Reparação por dano social: da impossibilidade de condenação "ex officio"
Embora seja louvável a defesa da garantia de efetividade dos direitos fundamentais, com o intuito de preservar a dignidade da pessoa humana, as disposições do Código de Processo Civil devem ser observadas.
terça-feira, 5 de agosto de 2014
Atualizado em 4 de agosto de 2014 13:48
É majoritário o entendimento dos Tribunais Superiores sobre a possibilidade de reparação por dano social.
Os danos sociais são causados por comportamentos exemplares negativos ou condutas socialmente reprováveis.
Diferentemente do dano moral, cujo beneficiário é a vítima, a reparação por dano social deve ser destinada a um fundo de proteção ao consumidor, ao meio ambiente etc., ou mesmo para uma instituição de caridade, a critério do juiz (Flávio Murilo TARTUCE Silva, Manual de Direito do Consumidor.
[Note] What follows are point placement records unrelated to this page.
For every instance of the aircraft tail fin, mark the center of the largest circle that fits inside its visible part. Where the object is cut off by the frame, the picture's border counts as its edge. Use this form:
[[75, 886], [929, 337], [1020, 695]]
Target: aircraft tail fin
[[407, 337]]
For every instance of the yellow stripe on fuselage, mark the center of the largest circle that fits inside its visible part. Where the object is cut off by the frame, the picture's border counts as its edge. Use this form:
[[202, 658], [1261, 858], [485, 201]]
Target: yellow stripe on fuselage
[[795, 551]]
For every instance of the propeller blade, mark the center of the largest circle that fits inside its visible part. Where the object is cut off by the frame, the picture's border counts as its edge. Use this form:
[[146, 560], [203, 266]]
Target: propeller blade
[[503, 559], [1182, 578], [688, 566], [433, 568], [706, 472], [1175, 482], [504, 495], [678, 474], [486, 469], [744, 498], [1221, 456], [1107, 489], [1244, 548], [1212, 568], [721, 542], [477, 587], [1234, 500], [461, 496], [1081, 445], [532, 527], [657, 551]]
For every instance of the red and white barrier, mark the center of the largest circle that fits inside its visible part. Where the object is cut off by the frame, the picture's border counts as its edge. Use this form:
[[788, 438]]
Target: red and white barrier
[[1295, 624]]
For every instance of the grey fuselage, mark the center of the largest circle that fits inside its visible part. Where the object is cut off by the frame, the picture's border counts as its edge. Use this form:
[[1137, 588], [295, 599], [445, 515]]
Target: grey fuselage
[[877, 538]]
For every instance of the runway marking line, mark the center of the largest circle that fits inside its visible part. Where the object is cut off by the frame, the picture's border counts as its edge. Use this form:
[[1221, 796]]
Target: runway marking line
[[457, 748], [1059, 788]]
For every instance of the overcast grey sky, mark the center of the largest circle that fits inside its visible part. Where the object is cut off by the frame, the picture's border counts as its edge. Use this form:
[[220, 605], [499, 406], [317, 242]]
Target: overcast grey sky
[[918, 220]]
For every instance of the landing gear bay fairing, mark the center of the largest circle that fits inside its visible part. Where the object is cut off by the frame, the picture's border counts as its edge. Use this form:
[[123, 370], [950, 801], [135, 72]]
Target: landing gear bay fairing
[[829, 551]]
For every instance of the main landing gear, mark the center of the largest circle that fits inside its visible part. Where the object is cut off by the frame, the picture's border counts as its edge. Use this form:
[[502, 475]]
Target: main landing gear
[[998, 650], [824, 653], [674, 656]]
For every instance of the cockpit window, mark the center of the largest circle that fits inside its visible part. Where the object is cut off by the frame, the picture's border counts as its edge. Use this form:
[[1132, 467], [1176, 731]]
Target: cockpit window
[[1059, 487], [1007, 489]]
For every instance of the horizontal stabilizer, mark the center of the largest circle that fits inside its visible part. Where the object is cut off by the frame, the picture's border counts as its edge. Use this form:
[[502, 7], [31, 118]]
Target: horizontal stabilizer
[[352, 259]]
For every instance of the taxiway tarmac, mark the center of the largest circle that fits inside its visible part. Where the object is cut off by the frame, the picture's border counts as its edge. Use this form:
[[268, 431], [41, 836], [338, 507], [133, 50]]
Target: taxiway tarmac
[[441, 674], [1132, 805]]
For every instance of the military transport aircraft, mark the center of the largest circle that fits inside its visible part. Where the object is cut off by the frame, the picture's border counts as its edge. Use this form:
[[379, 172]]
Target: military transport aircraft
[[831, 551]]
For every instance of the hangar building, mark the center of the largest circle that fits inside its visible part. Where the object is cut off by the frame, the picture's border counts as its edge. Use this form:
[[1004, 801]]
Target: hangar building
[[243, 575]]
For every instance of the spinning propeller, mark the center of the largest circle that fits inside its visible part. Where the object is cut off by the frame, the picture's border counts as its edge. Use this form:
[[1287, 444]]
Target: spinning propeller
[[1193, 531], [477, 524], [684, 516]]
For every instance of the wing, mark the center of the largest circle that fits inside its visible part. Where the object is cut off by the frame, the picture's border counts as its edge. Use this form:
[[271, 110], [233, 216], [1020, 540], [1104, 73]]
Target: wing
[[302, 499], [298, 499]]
São Paulo: Método, 2013, p. 58).
Ainda segundo o professor Flávio Murilo Tartuce Silva, o dano social não é sinônimo de dano moral coletivo, já que o primeiro também pode ser material, enquanto o segundo repercute apenas extrapatrimonialmente (Flávio Murilo TARTURCE Silva. Reflexões sobre o dano social. Disponível em: https://www.ambito-juridico.com.br/site/index.php?n_link=revista_artigos_leitura&artigo_id=3537).
Recentemente, a 4ª câmara de Direito Privado do TJ/SP condenou, de ofício, operadora de plano de saúde a pagar indenização por dano social no valor de R$ 1.000.000,00 (um milhão de reais), sob o fundamento de que o dano social ficou caracterizado em razão da necessidade de se coibir a prática de reiteradas recusas a cumprimento de contratos de seguro-saúde.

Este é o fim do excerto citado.